The solution implements several cost optimization strategies:

  • Firehose Buffering: 5-minute or 5 MB buffering reduces the number of small files written to S3 Tables
  • CloudWatch Logs Retention: 1-day retention for Lambda logs reduces storage costs
  • S3 Tables Maintenance: Automatic compaction and optimization reduce storage costs over time

Technical Implementation Notes

Schema Definition

Amazon Kinesis Data Firehose requires S3 Tables to have a pre-defined schema. The solution uses Terraform AWS Provider 6.0+ which supports schema definition via the metadata block:

metadata {
iceberg {
schema {
field {
name = "sensor_id"
type = "string"
required = false
}
# Additional fields...
}
}
}

Lake Formation Permissions

The solution uses Terraform's null_resource with local-exec provisioner to automatically grant Lake Formation permissions using the AWS CLI during deployment. This approach is necessary because Terraform's aws_lakeformation_permissions resource does not support S3 Tables catalog ARNs (format: account:s3tablescatalog/bucket-name).

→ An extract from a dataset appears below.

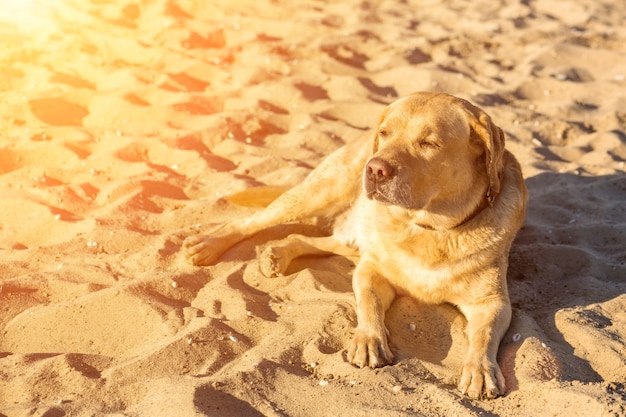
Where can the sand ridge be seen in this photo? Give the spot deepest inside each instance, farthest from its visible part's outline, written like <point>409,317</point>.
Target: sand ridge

The null_resource executes after the foundational resources (S3 Tables, IAM roles) are created but before the Firehose delivery stream is provisioned. This ensures the Firehose role has the required Lake Formation permissions (ALL, ALTER, DELETE, DESCRIBE, DROP, INSERT, SELECT) for database, table, and column access before attempting to write data.

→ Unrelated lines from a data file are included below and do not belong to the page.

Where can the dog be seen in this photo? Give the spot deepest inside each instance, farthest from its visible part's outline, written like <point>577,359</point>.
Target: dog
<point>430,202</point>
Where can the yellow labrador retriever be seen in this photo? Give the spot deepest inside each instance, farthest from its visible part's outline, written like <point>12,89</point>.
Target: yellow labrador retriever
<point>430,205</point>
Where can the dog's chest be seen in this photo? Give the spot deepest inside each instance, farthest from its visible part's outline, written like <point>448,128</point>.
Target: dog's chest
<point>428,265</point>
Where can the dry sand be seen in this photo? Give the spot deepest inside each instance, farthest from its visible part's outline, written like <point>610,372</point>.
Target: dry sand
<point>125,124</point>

Without these permissions, Firehose would fail with Lakeformation.AccessDenied errors when attempting to write to S3 Tables. The automated approach eliminates manual permission configuration and ensures consistent deployments.

Firehose Buffering

Amazon Kinesis Data Firehose buffers data for up to 5 minutes (300 seconds) or 5 MB before writing to S3 Tables. This buffering mechanism optimizes write performance and reduces the number of small files, which improves query performance and reduces costs.

Cleanup

To remove all resources:

terraform destroy

Note: The AWS KMS key will be scheduled for deletion with a 7-day waiting period (AWS minimum).

Conclusion

This solution demonstrates a production-ready pattern for streaming data ingestion into Amazon S3 Tables using Amazon Kinesis Data Firehose. The architecture provides automatic buffering, schema management, encryption, governance, and monitoring capabilities suitable for real-world analytics workloads. The use of Apache Iceberg format through S3 Tables enables efficient querying, ACID transactions, and time travel capabilities for your streaming data.

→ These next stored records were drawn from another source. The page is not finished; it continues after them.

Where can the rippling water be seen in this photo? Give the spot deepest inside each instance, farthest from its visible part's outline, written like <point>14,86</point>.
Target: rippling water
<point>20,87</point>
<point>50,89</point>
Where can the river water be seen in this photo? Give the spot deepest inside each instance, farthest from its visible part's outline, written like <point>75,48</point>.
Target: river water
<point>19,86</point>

By combining serverless compute (Lambda), managed streaming (Firehose), and analytics-optimized storage (S3 Tables), you can build scalable real-time analytics pipelines without managing infrastructure. The solution processes 600,000 records per hour with sub-minute query latency, demonstrating the power of modern serverless data architectures on AWS.